Das zeigt sich in Afghanistan ebenso wie in Mali. Die Flüchtlingsströme haben sich mit der Militarisierung der Außenpolitik vergrößert, die Aufrüstung macht die Welt viel unsicherer. Dasselbe gilt für eine Globalisierung, die nur einseitig Vorteile für eine Minderheit bringt. Es mag sein, das die Bundeswehr manchmal Flüchtlinge am Weitergehen hindert. Aber dies ist keine Verhinderung von Flüchtlingsströmen. So stellen es sich freilich die nationalistischen und völkischen Kreise bei uns vor.

Wir sind an dieser Stelle einmal für geschlossene Grenzen! Residenzpflicht!
Schließen wir die Grenze für die Bundeswehr, auch für die Gebirgsjäger!

Marcel Huber , CSU, hat beim Abmarsch von Soldaten aus Bad Reichenhall nach Afghanistan unter Beifall der Landräte , der Herren Walch und Herrn Grabner, und der Landtags- und Bundestagsabgeordneten verkündet:
„Das ist der Beitrag zum Bekenntnis einer wehrhaften Demokratie!“

Ist es grundgesetzkonform, unsere Demokratie am Hindukusch zu verteidigen? Niemals!

Ist denn seit dem sogenannten „Krieg gegen den Terror“ die Demokratie gefestigt worden? Heute werden zwei Drittel von Afghanistan von den Islamisten kontrolliert. Andere Provinzen werden von loyalen Warlords beherrscht. Es gibt kaum ein staatliches Gewaltmonopol. Staatliche Ordnung ist auf die Hauptstadt und Provinzstädte beschränkt. Ein demokratisches System sieht anders aus.

Liebe Landräte, liebe Bürgermeister der Landkreise Traunstein und BGL, lieber Herr Huber, hören sie endlich auf, diese militaristische Politik zu unterstützen, die nachweisbar Flüchtlingsströme erzeugt hat und erzeugt.
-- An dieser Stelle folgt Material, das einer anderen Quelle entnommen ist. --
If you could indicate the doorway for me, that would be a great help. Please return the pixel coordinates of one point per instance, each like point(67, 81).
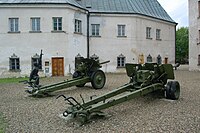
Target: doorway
point(58, 66)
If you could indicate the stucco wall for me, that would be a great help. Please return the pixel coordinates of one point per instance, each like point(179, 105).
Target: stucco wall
point(194, 39)
point(108, 46)
point(25, 44)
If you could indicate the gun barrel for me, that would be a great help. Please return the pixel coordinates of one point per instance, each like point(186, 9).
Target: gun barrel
point(104, 62)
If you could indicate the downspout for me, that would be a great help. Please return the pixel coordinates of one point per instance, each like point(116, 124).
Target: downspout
point(88, 35)
point(175, 43)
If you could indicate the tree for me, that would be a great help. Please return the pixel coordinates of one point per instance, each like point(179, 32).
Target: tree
point(182, 45)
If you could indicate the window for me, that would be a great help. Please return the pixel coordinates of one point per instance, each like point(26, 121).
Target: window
point(149, 58)
point(95, 29)
point(14, 63)
point(159, 59)
point(35, 24)
point(57, 24)
point(77, 26)
point(14, 24)
point(36, 59)
point(94, 57)
point(121, 30)
point(148, 32)
point(158, 34)
point(121, 60)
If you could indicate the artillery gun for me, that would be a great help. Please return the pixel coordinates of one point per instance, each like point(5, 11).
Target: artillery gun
point(86, 70)
point(144, 79)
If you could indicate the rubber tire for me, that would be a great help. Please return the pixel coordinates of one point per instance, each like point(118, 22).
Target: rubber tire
point(173, 90)
point(98, 79)
point(77, 74)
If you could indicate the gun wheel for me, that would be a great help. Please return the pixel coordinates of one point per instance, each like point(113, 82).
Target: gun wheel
point(77, 74)
point(98, 79)
point(173, 90)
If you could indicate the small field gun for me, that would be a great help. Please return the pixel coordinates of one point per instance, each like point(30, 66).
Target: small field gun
point(86, 70)
point(144, 79)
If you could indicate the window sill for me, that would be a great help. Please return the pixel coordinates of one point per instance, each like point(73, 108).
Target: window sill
point(159, 39)
point(58, 31)
point(35, 31)
point(14, 32)
point(15, 70)
point(121, 36)
point(118, 67)
point(79, 33)
point(94, 36)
Treten Sie für eine wirtschaftliche und soziale Offensive in Nordafrika und im Nahen Osten ein – mit Basisdemokratie, Kommunalisierung und Ausbildungsoffensiven.

Keine einzige Strategie , die auf Militär, Polizei, Abschottung, Grenzkontrollen, autoritäre Gesetze und Abschiebelager setzt, kann die sozialen und ökologischen Katastrophen der Zukunft verhindern, insbesondere nicht die Folgen daraus, denn Europa war und wird nie eine Festung sein. Das ist rein technisch –Gott sei Dank- noch über einen längeren Zeitraum nicht möglich.

Wenn wir aber aktiv für die Lösung der erkennbaren Probleme arbeiten, wird es Heimatverlust zu einem großen Teil nur noch aus beruflichen Gründen geben. Und  dann zumeist freiwillig.

Ein neuer Marshallplan für Nordafrika und den Nahen Osten verhindert zukünftige Völkerwanderungen.
Schnell die Klimaziele erreichen, verhindert Völkerwanderungen.
Frieden, Abrüstung und Zusammenarbeit verhindert Völkerwanderungen.